DJ Mullet spins rock hits, rap hits, and hits that aren’t even hits. The fattest of beats are backdropped and scratched. DJ Mullet has a full on Camero Skynrd-Hawk mullet. He ain’t fakin. Just standing within this guy’s vicinity heightens your testosterone level. See – 9/19/06 Drunk of the Week.
The back of Quinn’s has a two level room for parties and private gatherings with high ceilings, indirect lighting, and a sleek sofa loft-lounge overlooking the bar. (Quinn’s serves a wild boar sloppy joe. Has anyone tried it? Stranger review.)

I wondered by the DJ table and Mullet’s tie was paisley. With headphones shouldered to one ear, he eyed me, and put on Hall and Oates “I Can’t Go for That (No Can Do)”. Then he popped, snapped his fingers, and his tie magically turned into a cock. I did the Macarena and could not help it.

Ghostbusters on the t-table AND isn't that a mullett t-shirt? Gorgeous picture, Trent. He is king.
And I don't know about the wild boar sloppy joe. Doesn't sound too good. But I don't know, I could see wild boar being zingy.
DJ Mullet is all that is good. He is front page every page. Don't fear the mullet. Fear the wild boar sloppy joe. Let it snow let it snow let it snow.
Another beautiful scene. Trent, I'm going to follow you around w a video camera. The true mullet is a rare find. There are faux-mullets aplenty. DJ Mullet is true Mullet.
All I can say is 'rich.'
How about fear the Taco Del Mar? "No can do."
The real mullet vs. the faux mullet is interesting. When I think of a real mullet, I think of someone who is oblivious to the fact that they have a mullet. They have a mullet because they are a redneck badass who dabbles with meth. They don't necessarily know their hair style is funny. They are wild animal in the wild.
DJ Mullet is no doubt for real. And he is a badass. But he knows he has a mullet. He has a mullet on purpose, which makes it even better. He is wild animal at a club in Seattle.
if you want to see some amazing mullets, watch the documentary 'the freshest kids' about 80's b-boys. i'm not sure why every b-boy lives in poverty to this day and every latino ex-b-boy has a magnificent mullet. there are a lot of things i don't understand about new york city.

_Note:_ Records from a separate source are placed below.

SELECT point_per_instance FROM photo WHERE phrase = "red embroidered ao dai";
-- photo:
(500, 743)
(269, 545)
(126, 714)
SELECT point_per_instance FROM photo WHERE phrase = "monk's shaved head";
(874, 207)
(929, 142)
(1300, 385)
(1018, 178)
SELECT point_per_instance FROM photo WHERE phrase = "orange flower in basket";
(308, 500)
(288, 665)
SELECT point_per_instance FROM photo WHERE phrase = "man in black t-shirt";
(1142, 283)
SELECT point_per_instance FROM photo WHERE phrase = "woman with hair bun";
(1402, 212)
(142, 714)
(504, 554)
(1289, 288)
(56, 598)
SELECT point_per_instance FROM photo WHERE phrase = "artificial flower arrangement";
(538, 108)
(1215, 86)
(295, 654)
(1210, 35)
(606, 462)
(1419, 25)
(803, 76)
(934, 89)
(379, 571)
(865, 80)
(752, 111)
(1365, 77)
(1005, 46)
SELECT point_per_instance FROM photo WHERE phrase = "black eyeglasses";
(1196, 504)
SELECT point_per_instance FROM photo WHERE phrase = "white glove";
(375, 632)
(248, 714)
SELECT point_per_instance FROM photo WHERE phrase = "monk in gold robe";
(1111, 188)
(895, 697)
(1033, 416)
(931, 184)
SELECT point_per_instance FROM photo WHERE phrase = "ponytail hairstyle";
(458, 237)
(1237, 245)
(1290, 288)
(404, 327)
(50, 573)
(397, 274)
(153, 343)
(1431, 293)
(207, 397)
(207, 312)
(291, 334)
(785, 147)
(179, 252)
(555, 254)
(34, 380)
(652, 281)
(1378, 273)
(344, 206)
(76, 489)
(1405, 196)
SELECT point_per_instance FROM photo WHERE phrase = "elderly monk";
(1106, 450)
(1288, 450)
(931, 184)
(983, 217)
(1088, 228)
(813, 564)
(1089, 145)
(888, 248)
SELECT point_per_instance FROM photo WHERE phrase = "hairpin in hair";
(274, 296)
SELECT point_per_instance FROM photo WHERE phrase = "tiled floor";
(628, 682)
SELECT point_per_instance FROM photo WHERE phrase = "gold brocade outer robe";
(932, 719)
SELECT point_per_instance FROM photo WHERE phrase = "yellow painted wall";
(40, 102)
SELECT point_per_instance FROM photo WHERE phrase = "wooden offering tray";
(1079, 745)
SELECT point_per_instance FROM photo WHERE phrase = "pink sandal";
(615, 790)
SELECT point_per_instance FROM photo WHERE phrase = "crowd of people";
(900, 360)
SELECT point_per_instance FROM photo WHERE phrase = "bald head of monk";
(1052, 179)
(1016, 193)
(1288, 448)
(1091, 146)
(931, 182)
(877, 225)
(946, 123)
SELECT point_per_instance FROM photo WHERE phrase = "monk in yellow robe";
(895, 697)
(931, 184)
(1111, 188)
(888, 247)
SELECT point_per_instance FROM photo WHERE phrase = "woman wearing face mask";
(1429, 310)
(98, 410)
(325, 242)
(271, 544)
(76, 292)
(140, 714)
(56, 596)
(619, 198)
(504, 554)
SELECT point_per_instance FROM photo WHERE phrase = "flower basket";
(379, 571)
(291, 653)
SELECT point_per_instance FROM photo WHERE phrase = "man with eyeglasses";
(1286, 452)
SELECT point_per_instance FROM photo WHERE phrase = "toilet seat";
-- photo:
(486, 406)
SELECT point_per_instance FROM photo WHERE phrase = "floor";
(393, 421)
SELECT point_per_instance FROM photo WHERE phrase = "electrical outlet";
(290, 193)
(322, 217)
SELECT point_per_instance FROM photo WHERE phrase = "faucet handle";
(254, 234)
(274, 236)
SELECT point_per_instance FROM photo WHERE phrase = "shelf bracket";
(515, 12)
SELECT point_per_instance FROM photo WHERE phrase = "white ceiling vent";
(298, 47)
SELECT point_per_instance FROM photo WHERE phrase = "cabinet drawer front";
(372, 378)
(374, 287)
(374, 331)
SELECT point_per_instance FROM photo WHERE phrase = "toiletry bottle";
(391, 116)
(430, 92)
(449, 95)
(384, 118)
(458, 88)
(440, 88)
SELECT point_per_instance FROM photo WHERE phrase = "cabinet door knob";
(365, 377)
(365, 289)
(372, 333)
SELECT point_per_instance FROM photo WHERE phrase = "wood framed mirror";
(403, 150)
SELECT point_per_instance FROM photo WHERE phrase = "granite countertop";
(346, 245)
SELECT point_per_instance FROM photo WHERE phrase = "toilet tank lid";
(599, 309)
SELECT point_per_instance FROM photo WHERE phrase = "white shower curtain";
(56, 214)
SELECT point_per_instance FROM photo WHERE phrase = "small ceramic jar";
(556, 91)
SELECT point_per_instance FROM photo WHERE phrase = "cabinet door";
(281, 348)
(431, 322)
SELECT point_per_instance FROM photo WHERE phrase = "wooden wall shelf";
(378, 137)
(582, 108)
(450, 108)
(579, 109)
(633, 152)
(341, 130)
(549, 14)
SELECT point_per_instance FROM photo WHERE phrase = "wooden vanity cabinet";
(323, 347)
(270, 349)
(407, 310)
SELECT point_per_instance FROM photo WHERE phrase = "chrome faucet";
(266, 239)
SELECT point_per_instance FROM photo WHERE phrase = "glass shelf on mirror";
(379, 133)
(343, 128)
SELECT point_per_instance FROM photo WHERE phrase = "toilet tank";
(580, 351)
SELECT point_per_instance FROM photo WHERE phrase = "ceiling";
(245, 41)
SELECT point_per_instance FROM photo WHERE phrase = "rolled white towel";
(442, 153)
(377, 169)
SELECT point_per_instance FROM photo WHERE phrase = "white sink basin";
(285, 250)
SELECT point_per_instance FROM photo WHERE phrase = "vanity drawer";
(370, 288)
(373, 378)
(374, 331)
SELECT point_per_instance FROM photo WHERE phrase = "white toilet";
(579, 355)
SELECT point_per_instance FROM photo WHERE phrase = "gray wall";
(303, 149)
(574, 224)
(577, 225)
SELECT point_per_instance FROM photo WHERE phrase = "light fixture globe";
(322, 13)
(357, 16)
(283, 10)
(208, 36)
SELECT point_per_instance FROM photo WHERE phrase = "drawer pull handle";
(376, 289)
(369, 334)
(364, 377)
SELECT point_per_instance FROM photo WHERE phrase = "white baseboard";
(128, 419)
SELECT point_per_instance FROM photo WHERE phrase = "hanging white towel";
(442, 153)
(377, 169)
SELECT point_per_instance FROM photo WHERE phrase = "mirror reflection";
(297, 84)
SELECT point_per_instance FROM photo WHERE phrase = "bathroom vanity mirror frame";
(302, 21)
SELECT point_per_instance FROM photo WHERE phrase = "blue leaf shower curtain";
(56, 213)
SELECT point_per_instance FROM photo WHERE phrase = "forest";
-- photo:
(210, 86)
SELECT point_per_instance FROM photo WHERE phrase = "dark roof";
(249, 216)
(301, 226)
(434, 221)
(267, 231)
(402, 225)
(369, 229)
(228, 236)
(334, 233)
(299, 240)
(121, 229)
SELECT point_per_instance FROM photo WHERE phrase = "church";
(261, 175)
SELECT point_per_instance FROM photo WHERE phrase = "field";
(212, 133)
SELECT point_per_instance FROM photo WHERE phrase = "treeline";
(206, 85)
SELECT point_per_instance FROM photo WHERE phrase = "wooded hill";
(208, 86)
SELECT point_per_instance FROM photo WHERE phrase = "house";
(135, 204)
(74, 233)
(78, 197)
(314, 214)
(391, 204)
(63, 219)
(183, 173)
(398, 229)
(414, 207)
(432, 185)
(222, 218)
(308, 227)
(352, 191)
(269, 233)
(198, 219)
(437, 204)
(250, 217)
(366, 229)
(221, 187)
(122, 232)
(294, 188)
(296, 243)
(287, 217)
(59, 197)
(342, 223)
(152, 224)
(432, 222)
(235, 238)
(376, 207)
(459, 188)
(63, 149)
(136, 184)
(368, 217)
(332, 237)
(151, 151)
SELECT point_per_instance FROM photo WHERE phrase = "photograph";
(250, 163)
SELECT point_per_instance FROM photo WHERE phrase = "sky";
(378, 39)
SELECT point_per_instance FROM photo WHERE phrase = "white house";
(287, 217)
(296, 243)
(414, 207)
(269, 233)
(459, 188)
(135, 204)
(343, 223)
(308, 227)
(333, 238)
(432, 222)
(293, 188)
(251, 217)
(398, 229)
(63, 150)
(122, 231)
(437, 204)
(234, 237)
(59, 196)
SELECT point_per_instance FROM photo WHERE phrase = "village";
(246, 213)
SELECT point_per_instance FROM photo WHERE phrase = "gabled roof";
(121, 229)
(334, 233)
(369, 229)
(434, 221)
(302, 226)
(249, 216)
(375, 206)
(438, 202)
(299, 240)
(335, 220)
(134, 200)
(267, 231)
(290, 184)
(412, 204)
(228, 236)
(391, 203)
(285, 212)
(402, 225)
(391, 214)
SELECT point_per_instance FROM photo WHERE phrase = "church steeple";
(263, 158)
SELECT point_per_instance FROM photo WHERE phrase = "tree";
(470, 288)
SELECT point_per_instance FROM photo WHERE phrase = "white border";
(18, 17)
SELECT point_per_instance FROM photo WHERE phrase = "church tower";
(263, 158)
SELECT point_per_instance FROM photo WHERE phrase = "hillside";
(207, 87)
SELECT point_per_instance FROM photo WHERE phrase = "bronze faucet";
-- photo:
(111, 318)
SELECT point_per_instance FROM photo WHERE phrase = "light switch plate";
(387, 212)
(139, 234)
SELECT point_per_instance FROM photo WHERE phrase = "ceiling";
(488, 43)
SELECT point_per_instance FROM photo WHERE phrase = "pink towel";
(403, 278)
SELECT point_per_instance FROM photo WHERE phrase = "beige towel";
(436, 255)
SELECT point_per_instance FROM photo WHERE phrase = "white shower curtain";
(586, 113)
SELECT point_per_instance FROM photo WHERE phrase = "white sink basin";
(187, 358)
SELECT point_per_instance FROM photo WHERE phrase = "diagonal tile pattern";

reasons to not view this documentary: it's not insightful at all and qd3 produced it.
Mullet drives a tangerine lino with bullet holes. he knows wings. he knows bbq, for serious. the guy is THAT GUY.
You mean my rat tail doesn't count? I've been working on this thing for 3 weeks...
Per DJ Mullet, his brand of mullet is called a Feathered Wasterfall.
The man is a true salt of the earth.
I want to be in the DJ El Hair Ranchero fan club! Um, he had one of the best Drunk of the Week quotes maybe ever?